I’ve written about the trade-offs between growth and profitability before and if you don’t fully grok the topic I suggest you click through to that post.
Perhaps the most misused terms I see these days from entrepreneurs involve CAC (customer acquisition costs) and LTV (life time value) and a lack of understanding these critical components is driving many companies to premature failure.
The tl;dr version is this: Many have been taught to focus on LTV/CAC ratio and if that number is substantively > 1 said entrepreneur feels great. That can be a trap for three primary reasons:
- Payback period may be long even if LTV/CAC is large, and having a long payback period requires you to be able to raise capital to fund this deficit period. So if you’re able to raise easily no problem. If you can’t raise — you’re dead. End of story. No matter what you were taught about this fucking ratio.

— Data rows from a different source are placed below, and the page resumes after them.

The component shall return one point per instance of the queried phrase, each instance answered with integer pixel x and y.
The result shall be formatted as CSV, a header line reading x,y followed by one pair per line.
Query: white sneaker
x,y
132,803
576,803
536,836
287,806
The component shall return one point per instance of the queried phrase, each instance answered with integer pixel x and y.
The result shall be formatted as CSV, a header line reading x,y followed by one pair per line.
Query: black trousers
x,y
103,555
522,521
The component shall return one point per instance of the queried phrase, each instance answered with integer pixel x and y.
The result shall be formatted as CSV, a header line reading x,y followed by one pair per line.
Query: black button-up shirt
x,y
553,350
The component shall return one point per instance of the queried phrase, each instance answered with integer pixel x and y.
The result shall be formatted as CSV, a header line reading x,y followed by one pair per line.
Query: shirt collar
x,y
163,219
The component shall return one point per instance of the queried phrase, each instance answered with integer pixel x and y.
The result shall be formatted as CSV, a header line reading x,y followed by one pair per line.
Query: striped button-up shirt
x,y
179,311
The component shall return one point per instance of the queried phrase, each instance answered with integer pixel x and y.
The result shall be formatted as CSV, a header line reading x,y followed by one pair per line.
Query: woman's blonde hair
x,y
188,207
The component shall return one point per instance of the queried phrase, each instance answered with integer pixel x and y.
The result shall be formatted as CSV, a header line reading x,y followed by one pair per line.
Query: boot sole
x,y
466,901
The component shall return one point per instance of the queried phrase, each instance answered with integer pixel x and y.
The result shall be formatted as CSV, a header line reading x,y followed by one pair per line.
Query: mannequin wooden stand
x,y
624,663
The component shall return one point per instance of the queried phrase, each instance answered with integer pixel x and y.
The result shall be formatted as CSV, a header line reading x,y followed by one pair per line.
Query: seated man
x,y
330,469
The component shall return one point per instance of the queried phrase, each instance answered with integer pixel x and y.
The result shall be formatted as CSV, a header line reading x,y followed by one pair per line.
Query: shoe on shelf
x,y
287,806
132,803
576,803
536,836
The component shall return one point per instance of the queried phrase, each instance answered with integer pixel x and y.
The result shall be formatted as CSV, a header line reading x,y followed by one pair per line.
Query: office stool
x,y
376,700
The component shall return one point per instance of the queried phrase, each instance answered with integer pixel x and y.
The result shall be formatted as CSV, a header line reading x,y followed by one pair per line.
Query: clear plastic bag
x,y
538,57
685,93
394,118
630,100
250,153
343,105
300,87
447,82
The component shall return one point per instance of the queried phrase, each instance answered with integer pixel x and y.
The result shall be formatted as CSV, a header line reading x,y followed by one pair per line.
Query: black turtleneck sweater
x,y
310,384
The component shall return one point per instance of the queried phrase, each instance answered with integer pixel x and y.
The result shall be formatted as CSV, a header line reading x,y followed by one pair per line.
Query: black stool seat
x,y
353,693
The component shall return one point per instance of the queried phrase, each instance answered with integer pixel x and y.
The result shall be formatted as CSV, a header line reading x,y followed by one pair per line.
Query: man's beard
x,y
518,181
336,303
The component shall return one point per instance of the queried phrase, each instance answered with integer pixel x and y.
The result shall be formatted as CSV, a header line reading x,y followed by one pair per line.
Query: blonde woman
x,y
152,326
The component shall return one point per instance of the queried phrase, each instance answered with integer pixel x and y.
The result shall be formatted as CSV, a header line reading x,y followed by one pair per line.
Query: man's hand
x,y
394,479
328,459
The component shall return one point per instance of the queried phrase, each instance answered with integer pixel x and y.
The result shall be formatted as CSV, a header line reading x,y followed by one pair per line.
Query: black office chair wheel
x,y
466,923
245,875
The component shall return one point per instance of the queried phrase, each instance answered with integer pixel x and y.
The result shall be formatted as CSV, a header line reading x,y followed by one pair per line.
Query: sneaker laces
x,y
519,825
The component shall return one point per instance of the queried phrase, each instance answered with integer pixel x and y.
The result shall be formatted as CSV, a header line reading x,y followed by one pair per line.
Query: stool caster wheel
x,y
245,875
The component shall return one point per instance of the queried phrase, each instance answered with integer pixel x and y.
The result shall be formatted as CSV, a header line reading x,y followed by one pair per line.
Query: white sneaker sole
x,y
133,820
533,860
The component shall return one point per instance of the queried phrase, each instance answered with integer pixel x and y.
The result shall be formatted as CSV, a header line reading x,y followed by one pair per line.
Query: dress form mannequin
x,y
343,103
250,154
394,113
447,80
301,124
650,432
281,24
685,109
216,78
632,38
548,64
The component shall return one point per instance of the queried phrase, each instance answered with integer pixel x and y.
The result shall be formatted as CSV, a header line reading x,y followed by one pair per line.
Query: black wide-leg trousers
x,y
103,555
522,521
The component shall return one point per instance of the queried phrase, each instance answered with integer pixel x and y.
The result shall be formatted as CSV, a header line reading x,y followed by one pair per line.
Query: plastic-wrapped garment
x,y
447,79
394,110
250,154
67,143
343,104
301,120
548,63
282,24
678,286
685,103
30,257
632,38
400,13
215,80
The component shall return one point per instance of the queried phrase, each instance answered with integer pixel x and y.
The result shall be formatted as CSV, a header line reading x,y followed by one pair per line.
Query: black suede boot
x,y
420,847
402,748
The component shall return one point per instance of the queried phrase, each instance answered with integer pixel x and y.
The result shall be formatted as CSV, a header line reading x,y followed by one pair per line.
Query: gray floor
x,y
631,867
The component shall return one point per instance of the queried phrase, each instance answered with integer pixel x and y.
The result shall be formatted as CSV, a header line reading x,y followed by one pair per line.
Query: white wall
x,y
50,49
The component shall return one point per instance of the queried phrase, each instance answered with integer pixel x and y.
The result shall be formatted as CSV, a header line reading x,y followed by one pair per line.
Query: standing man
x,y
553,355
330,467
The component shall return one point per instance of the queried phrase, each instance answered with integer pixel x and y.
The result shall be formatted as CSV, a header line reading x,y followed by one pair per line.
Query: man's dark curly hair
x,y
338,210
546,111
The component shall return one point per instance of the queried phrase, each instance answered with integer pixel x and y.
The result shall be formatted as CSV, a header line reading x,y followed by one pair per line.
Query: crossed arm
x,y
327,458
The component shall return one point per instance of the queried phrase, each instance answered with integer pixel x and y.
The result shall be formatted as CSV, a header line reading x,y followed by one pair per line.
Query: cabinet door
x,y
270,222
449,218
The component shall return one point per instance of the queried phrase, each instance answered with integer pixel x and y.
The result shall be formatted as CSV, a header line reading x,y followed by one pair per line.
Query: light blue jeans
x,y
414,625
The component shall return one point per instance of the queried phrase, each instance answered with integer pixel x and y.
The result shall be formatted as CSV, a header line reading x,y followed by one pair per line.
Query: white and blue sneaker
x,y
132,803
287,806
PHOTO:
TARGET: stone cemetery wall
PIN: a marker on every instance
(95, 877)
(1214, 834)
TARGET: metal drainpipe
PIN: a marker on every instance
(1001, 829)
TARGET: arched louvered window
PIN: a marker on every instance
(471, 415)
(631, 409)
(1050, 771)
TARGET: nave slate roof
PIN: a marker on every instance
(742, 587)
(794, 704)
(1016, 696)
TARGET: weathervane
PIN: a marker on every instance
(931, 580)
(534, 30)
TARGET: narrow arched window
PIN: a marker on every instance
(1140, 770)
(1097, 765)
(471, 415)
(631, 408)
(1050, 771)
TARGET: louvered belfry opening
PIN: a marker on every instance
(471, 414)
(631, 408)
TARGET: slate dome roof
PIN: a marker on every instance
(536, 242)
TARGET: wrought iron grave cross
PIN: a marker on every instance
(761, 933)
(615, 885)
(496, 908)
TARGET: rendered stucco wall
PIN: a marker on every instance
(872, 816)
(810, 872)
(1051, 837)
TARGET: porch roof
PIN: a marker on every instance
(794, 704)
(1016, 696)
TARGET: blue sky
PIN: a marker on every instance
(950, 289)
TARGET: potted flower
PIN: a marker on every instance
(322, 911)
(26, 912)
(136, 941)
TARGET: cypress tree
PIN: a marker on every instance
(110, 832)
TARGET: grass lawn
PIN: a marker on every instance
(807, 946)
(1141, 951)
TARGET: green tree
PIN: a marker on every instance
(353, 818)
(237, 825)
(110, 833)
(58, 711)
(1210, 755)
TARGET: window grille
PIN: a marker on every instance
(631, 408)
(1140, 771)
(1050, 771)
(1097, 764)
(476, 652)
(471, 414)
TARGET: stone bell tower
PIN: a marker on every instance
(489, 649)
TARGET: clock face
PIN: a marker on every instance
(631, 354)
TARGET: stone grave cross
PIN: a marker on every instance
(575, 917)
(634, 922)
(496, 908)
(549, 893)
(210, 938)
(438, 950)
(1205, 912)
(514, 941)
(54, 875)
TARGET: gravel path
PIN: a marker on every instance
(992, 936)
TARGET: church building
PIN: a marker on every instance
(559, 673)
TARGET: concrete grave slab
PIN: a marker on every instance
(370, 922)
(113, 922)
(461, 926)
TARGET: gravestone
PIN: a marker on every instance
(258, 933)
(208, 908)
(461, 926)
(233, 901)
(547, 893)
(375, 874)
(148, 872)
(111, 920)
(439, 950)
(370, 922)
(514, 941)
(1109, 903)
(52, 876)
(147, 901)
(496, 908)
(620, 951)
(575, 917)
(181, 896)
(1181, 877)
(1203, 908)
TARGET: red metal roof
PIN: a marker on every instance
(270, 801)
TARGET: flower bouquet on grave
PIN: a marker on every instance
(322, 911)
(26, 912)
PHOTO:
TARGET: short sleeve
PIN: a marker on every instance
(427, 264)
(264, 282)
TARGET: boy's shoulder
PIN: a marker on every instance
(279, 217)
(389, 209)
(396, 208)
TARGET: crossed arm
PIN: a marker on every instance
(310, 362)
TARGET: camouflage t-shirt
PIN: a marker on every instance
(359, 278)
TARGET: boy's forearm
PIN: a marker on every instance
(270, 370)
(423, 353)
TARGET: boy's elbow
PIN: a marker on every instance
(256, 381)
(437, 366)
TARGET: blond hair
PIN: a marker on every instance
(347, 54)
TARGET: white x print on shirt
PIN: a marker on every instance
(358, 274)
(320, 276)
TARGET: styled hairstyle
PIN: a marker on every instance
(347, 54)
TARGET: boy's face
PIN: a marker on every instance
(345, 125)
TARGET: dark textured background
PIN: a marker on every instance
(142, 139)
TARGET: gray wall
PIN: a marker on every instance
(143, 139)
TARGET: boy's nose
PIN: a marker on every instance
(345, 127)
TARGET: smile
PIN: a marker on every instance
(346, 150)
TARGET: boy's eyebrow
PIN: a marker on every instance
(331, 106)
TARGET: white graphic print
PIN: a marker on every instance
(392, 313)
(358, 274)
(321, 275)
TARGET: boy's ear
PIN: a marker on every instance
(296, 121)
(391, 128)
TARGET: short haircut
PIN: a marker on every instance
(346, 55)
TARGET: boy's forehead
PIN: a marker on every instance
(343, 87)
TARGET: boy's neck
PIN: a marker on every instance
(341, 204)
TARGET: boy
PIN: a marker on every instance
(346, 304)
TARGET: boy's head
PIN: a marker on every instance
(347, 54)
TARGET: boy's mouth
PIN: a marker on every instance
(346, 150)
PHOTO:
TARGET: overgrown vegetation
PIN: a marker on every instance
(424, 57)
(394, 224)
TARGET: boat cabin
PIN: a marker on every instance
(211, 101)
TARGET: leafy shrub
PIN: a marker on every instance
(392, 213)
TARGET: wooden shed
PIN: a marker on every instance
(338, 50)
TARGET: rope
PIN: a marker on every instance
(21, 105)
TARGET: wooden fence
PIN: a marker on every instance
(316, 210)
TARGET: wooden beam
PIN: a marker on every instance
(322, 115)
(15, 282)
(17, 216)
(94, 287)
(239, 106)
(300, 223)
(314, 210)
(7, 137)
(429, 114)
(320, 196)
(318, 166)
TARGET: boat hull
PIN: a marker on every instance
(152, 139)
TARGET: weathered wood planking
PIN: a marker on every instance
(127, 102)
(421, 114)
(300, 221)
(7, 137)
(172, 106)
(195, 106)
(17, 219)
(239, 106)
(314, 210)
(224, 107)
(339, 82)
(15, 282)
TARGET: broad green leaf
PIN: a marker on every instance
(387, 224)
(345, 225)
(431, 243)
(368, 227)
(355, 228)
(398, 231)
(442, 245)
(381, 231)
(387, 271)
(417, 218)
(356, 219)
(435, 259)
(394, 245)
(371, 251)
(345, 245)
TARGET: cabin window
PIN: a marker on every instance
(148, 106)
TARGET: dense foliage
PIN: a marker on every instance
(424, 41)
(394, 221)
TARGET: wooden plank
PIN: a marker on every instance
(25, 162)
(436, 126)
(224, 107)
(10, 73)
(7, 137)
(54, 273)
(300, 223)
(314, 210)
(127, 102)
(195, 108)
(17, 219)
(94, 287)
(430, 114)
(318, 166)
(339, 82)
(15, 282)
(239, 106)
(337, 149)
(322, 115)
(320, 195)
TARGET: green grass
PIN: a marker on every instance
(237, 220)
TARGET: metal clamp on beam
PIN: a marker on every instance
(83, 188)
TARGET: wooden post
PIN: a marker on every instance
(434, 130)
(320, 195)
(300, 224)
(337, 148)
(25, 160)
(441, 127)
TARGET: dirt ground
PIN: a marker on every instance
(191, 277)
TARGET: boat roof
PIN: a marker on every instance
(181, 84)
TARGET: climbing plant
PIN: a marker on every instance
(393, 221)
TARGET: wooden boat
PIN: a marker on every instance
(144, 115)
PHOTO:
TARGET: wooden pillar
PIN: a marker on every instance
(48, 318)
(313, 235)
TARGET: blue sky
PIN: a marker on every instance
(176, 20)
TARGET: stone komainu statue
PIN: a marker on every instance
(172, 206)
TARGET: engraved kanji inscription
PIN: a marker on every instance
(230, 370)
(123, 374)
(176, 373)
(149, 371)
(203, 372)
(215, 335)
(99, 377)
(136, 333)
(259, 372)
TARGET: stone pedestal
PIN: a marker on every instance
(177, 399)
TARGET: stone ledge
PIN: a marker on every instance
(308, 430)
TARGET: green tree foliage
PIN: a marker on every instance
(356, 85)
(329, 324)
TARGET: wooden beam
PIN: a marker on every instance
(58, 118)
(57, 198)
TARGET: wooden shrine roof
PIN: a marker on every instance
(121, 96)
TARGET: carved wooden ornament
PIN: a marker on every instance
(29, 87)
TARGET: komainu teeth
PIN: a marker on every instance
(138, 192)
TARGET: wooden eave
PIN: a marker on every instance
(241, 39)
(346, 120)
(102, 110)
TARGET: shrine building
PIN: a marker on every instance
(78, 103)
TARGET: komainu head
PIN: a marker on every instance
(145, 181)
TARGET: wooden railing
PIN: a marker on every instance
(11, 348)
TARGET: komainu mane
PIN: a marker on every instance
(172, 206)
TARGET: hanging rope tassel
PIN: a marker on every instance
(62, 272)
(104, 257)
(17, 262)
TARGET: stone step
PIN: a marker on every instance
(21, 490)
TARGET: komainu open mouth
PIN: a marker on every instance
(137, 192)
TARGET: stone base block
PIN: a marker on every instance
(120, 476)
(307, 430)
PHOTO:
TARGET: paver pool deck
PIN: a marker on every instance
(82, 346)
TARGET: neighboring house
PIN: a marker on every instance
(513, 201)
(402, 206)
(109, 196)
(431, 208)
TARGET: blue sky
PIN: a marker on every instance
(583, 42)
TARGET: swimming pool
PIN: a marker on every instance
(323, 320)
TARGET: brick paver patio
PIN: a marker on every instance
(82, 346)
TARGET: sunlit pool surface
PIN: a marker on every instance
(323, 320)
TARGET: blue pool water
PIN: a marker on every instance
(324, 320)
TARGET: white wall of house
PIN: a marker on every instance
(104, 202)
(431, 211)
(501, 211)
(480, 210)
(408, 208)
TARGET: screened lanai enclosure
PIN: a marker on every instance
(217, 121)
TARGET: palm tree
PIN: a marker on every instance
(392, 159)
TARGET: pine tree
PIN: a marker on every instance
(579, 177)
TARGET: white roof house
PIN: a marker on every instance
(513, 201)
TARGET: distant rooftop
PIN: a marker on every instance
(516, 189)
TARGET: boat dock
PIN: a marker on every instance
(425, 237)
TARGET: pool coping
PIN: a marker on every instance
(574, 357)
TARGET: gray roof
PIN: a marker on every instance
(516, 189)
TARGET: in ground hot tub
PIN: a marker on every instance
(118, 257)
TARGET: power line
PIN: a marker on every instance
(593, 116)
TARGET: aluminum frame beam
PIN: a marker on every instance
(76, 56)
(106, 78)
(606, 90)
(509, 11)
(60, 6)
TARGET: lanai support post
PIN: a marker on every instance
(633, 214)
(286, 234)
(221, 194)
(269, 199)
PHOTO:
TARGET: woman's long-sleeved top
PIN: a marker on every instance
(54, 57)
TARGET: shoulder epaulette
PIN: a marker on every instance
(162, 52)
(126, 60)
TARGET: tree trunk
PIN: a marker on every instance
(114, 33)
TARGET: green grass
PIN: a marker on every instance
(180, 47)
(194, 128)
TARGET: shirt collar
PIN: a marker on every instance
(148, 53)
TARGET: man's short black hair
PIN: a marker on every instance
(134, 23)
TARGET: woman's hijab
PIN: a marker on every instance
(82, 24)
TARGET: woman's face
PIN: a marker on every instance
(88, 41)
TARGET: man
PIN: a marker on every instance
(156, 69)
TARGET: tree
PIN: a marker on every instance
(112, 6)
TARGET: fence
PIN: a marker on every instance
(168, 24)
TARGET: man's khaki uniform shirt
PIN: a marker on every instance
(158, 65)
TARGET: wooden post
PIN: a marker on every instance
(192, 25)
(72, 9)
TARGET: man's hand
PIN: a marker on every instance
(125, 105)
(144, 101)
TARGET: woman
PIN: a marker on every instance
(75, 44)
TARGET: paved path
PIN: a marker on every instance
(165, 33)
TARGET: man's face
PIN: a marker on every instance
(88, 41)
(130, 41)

So I spend an inordinate amount of time with entrepreneurs focused on payback.
- LTV is imprecise. In product business it is often measured over multiple purchases and assumptions are made about the repeat rates, and in the enterprise or services world LTV can be based on churn rates, which are notoriously hard to predict in an early-stage business. Poorly calculated LTVs can become BVs (bankruptcy values).
- CAC is often measured incorrectly and often doesn’t capture the true costs of acquisition. And even when calculated correctly often CAC’s are assumed to be constant but of course they’re not. If you acquire 10 customers a month at $100 per customer and this scales to 100 customers at the same price you may make assumptions about 1,000 customers that don’t hold. The reality of CAC is both that when you scale your acquisition “channel,” costs usually go up plus when you find a great channel others notice it and drive up the costs as they compete with you in that channel.
CAC
Let me start with the easy stuff and graduate to the punch line in the final section.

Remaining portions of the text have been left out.